Highly efficient and broad electromagnetic wave absorbers tuned via topology-controllable metal-organic frameworks

Advanced electromagnetic (EM) wave absorbing materials with strong absorption and broad bandwidth are important for military stealth and elimination of microwave pollution in consumers’ electronics. Metal organic framework (MOF)-derived metal/carbon hybrids with ordered structure are significantly urgent in this field. In this contribution, we presented a design strategy of hollow cage-like or solid box-like magnetic/dielectric Fe/Co/C and dielectric Fe/Mn/C EM wave absorbing nanomaterials via pyrolyzing Prussian blue’s analogs with controllable topology and phase composition.

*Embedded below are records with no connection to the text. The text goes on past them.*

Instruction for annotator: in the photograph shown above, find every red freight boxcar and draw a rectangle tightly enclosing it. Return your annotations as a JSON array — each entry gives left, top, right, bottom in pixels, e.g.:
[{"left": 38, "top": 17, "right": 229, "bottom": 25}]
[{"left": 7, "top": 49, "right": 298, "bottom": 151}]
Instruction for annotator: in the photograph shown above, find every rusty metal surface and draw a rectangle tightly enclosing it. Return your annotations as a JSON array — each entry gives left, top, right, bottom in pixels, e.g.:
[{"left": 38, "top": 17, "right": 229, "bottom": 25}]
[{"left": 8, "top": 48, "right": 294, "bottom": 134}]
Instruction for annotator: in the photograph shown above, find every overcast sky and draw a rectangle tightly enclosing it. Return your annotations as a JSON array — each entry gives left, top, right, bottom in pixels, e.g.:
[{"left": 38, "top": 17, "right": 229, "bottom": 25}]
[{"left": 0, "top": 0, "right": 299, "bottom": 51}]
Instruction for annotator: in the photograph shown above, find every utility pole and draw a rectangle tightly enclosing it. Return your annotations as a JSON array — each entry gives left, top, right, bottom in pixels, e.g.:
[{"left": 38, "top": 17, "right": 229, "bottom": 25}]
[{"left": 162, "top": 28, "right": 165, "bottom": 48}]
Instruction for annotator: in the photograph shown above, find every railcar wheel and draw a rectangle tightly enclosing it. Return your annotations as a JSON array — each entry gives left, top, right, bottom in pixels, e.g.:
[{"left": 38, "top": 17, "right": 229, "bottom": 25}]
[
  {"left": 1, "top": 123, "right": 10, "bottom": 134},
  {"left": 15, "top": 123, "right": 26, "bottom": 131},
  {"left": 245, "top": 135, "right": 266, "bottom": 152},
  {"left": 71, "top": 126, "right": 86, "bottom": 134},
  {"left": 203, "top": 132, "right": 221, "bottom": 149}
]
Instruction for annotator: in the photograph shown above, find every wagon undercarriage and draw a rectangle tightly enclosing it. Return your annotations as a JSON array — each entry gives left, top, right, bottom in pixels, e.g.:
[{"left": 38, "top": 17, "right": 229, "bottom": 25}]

The solid box-like Fe/Co/C and hollow cage-like Fe/Mn/C showed favorable absorption property with a broad effective absorption bandwidth (EAB) and a low reflection loss (RL). Especially, the EAB of 8.8 GHz at a thickness of 2.5 mm for solid box-like Fe/Co/C nanocomplex prepared at 900°C is a new record for this type of materials. The design and tuning strategy for EM wave absorbers derived from topology-controllable MOF is important for EM functional materials possessing great potential in military stealth and consumers’ electronics.